Yesterday, the United States Securities and Exchange Commission and the CEO of Tesla took to Twitter to announce the settlement from a controversy that started after a post by Elon Musk. As released in the court filing, both parties have agreed to make an adjustment to the initial settlement. The new settlement gives a more specific explanation of the types of tweets that Musk needs to show a lawyer before posting and the tweets that may be considered misleading to investors.
Musk believed that the initial settlement was vague as it only stated that potentially material statements by the CEO must pass through an experienced lawyer before being posted. He said that the SEC assumed that he would know if a statement is “material” before asking a lawyer to vet it. So, the SEC had to amend the settlement to something more specific.
Per the new settlement, the SEC replaced the materiality baseline with specific metrics of the company that must be viewed by a securities lawyers first before they can be shared. The long list includes the tweets related to forecasts, financial conditions of the company, possible mergers, non-public filings, performance or any other thing related to the state of the company that may influence an investor’s decision.

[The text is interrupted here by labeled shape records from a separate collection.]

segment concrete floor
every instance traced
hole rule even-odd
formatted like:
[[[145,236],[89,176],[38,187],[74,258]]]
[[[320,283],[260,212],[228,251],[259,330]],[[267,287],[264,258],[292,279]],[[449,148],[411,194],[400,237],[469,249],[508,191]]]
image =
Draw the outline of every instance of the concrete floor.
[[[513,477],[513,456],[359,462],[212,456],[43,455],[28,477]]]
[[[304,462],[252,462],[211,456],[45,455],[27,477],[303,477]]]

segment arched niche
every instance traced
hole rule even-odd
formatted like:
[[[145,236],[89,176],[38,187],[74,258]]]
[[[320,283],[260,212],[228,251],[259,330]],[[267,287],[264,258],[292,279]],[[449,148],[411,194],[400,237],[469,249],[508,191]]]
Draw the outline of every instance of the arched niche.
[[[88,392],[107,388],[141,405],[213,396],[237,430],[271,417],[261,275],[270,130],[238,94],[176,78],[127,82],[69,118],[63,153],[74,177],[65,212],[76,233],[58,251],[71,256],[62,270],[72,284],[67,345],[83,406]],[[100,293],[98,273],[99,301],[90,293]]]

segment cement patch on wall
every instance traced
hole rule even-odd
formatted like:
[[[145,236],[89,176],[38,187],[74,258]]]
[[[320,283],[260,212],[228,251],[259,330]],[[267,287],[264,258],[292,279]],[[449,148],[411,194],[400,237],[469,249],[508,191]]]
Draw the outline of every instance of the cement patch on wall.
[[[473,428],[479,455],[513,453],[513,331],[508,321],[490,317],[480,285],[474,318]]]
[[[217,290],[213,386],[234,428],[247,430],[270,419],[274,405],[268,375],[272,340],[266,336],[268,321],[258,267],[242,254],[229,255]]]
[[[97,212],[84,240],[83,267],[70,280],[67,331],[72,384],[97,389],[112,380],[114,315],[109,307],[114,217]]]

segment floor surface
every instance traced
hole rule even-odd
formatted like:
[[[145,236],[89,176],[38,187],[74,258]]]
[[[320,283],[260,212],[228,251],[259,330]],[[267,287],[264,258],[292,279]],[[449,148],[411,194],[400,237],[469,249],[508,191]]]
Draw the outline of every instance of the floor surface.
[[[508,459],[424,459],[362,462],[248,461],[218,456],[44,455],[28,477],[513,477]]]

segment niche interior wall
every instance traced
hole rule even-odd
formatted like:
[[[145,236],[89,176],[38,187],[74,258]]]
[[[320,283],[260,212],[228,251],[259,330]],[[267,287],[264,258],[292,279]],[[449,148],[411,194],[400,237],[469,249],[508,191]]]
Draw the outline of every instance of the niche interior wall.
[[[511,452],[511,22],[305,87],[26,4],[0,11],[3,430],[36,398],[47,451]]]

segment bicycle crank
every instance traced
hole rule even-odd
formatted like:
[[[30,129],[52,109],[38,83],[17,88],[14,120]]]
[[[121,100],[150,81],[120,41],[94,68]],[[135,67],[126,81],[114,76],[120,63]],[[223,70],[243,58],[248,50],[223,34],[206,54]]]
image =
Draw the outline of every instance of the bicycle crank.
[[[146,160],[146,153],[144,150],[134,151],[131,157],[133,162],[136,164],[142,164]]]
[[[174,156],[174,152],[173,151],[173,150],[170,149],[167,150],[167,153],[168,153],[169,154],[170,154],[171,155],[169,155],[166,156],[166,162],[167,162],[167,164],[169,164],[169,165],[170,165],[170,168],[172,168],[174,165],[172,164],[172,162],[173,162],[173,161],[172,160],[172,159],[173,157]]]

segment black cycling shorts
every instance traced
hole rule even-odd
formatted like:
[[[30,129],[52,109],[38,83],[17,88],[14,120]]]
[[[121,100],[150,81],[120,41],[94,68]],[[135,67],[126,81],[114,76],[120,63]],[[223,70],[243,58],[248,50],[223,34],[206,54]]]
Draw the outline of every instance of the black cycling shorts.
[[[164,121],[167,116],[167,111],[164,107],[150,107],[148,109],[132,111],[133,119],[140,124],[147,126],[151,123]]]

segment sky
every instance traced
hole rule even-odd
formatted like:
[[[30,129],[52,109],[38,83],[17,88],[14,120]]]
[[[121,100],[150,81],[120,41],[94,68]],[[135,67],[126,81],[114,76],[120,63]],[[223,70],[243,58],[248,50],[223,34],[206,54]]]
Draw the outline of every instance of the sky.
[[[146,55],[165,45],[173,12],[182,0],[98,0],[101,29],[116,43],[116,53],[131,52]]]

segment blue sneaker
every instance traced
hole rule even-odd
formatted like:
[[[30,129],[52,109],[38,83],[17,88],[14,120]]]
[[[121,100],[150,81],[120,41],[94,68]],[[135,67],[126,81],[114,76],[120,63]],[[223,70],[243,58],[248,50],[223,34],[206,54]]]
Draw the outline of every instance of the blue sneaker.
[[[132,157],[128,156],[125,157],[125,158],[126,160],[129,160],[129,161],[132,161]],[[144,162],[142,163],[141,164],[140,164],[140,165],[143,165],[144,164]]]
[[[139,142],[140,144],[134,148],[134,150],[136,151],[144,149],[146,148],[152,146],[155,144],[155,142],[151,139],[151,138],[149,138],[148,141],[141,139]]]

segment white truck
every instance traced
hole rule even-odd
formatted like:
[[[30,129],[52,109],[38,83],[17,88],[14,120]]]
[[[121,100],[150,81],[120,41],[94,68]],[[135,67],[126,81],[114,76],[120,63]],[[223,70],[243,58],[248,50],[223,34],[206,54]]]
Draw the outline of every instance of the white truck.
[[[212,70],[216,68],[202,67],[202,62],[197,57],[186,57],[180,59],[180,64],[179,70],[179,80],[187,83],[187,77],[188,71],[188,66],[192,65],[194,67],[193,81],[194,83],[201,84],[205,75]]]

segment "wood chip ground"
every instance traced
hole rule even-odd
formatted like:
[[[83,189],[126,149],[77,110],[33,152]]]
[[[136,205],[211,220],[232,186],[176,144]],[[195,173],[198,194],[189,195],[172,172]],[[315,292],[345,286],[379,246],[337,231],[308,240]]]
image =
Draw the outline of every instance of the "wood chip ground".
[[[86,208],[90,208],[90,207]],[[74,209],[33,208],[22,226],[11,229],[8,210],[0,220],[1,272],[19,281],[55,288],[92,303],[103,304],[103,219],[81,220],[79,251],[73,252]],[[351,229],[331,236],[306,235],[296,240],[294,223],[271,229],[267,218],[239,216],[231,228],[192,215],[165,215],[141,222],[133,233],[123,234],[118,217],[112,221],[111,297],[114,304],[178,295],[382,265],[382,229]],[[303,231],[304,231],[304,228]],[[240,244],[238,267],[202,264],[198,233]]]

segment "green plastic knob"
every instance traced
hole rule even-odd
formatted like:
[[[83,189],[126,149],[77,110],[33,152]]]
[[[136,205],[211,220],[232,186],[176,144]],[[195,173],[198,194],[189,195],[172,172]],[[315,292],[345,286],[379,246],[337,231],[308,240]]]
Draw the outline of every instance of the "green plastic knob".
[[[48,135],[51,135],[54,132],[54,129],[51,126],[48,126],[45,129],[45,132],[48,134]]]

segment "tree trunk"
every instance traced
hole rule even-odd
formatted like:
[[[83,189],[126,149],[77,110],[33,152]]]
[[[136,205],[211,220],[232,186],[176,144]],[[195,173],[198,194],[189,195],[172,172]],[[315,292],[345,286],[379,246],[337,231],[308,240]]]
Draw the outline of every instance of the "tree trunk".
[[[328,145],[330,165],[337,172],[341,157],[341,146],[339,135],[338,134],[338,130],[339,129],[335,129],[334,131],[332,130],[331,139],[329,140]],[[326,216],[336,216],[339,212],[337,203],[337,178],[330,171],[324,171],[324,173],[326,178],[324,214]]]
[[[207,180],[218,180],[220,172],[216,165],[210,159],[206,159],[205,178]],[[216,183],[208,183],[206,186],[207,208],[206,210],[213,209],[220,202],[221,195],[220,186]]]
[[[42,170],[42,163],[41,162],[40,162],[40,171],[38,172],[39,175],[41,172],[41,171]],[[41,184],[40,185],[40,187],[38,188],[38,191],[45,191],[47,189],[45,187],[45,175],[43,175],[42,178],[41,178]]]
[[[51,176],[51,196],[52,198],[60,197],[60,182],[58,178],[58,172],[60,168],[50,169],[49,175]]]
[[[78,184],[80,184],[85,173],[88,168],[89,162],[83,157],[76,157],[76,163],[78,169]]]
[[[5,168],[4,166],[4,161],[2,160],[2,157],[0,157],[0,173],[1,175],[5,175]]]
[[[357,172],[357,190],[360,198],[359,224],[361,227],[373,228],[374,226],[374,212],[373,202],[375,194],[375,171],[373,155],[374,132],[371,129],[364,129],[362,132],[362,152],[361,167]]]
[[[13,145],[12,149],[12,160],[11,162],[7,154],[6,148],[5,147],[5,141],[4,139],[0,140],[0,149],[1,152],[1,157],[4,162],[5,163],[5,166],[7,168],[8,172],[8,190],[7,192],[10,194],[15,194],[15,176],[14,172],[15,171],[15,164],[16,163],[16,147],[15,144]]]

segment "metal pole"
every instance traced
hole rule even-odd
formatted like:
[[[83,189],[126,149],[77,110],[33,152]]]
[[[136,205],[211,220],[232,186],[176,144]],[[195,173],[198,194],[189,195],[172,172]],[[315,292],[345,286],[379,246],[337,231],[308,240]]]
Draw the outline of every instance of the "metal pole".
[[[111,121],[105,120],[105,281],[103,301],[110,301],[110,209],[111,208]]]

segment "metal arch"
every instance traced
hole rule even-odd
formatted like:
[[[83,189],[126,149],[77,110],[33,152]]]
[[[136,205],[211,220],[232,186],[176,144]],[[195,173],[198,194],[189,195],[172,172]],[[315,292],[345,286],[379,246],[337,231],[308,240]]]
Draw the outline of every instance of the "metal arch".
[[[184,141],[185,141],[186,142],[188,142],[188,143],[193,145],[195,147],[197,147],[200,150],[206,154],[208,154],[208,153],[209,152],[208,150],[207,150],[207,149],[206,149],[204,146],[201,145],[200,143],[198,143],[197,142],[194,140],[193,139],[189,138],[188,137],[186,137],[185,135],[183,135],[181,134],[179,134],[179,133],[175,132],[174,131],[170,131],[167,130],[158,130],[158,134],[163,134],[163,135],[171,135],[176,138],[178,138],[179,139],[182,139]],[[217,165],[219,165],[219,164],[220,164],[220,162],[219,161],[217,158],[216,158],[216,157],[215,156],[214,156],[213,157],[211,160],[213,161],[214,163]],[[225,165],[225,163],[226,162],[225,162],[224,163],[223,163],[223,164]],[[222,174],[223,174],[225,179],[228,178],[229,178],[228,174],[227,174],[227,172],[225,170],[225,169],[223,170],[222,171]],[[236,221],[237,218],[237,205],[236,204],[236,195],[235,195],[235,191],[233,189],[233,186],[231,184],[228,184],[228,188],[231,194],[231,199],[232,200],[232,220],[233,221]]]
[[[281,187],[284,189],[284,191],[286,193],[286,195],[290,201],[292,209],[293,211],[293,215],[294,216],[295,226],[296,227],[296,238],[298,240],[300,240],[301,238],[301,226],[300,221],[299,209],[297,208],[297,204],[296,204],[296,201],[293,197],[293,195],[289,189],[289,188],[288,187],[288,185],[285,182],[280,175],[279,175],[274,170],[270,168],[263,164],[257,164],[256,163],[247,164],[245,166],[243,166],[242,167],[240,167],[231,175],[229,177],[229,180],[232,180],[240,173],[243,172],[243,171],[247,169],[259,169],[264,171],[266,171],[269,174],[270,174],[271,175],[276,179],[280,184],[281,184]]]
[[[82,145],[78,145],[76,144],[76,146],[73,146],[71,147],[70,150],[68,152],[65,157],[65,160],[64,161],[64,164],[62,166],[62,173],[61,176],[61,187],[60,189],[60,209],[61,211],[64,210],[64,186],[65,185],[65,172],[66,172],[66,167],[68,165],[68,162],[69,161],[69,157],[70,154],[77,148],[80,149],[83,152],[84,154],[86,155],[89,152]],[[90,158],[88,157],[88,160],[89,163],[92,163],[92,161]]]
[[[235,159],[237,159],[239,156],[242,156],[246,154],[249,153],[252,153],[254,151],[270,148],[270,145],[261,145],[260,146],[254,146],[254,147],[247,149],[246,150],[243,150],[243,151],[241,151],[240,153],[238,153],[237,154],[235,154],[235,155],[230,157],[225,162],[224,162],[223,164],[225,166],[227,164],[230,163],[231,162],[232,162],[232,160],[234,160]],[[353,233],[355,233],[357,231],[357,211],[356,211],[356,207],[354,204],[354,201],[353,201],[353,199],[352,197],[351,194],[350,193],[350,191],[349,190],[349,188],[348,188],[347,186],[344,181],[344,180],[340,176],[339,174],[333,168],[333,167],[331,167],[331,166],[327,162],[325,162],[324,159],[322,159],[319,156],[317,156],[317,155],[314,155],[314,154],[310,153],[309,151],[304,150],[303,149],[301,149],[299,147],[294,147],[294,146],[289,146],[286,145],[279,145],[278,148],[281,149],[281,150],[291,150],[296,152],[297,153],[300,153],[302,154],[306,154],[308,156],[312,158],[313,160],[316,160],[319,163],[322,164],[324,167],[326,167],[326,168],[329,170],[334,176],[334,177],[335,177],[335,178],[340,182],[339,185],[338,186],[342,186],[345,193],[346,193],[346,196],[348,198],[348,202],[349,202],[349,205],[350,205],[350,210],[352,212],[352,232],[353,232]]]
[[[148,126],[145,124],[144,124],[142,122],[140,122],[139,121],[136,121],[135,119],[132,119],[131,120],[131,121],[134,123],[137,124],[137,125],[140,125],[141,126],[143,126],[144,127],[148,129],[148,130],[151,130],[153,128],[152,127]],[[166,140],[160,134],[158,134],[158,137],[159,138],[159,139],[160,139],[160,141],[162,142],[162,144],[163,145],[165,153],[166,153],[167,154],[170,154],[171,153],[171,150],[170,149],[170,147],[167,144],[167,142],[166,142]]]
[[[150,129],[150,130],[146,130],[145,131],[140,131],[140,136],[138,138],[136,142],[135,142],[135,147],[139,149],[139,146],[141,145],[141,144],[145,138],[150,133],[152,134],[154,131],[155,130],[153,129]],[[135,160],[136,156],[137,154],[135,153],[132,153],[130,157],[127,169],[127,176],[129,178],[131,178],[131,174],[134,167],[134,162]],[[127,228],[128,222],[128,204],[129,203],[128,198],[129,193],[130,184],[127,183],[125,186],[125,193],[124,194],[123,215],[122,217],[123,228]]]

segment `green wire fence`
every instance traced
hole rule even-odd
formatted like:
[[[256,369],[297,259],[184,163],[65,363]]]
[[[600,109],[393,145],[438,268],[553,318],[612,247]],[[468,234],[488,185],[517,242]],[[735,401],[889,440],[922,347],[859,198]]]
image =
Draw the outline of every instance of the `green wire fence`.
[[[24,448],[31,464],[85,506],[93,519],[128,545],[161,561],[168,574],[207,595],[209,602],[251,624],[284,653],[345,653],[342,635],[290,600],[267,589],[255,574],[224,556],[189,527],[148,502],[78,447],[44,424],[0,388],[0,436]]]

The new settlement also had a footnote that clearly stated that the SEC’s definition of material isn’t limited to what is on the list. When asked about the filing, neither Tesla or the SEC gave any comment yesterday afternoon.
That afternoon, the company’s stock, TSLA, which was down by 5.04%, increased by 1%. Although it is important to note that Tesla recently admitted to significant losses in its Q1 report. This was followed by a 14% drop in the company’s shares, a low that hasn’t been reached in over two years.